Notícia

Na Diocese de Pinheiro, a articulação das Pastorais Sociais da REPAM se apresenta como um espaço fundamental para refletir sobre os desafios e compromissos que tocam diretamente a vida das comunidades. Durante o encontro, destacou-se que a luta por políticas públicas efetivas e pela promoção da ecologia integral é um caminho desafiador, mas indispensável para garantir uma vida plena e digna ao povo.

Entre os pontos abordados, foi ressaltado o impacto da possível construção do porto do Cajual, em Alcântara, que ameaça deslocar diversas famílias da região. Essa realidade se soma aos históricos conflitos enfrentados pelas comunidades quilombolas, muitas já retiradas de seus territórios devido à presença da base de Alcântara. A expansão do desmatamento e a perda gradual dos espaços para plantio, criação de animais e manutenção das hortas comunitárias agravam ainda mais a situação, comprometendo o modo de vida tradicional e a segurança alimentar.

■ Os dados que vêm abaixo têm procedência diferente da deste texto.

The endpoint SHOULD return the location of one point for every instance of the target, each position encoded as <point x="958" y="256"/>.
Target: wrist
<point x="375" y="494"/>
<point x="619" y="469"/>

Nesse contexto, a articulação assumiu compromissos concretos: a realização de um seminário em Alcântara, previsto para dezembro, e o apoio às comunidades quilombolas na marcha do dia 20 de novembro, data simbólica de luta e afirmação da identidade negra. Além disso, ficou definida uma nova reunião no dia 22, para aprofundar a organização das atividades pastorais na diocese.

As esperanças dos movimentos sociais e pastorais também foram projetadas em direção à COP30, com o desejo de que a conferência represente um marco na implementação de políticas públicas voltadas à proteção dos territórios e dos povos. Essa expectativa se torna ainda mais urgente em uma região marcada pela presença de comunidades quilombolas, pescadores e marisqueiros, cuja vida está profundamente ligada ao mar e aos rios que banham a diocese.

Assim, a articulação das Pastorais Sociais da REPAM na Diocese de Pinheiro reafirma o compromisso de defesa da vida, da terra e da dignidade das comunidades tradicionais, fortalecendo a caminhada de resistência frente às ameaças socioambientais.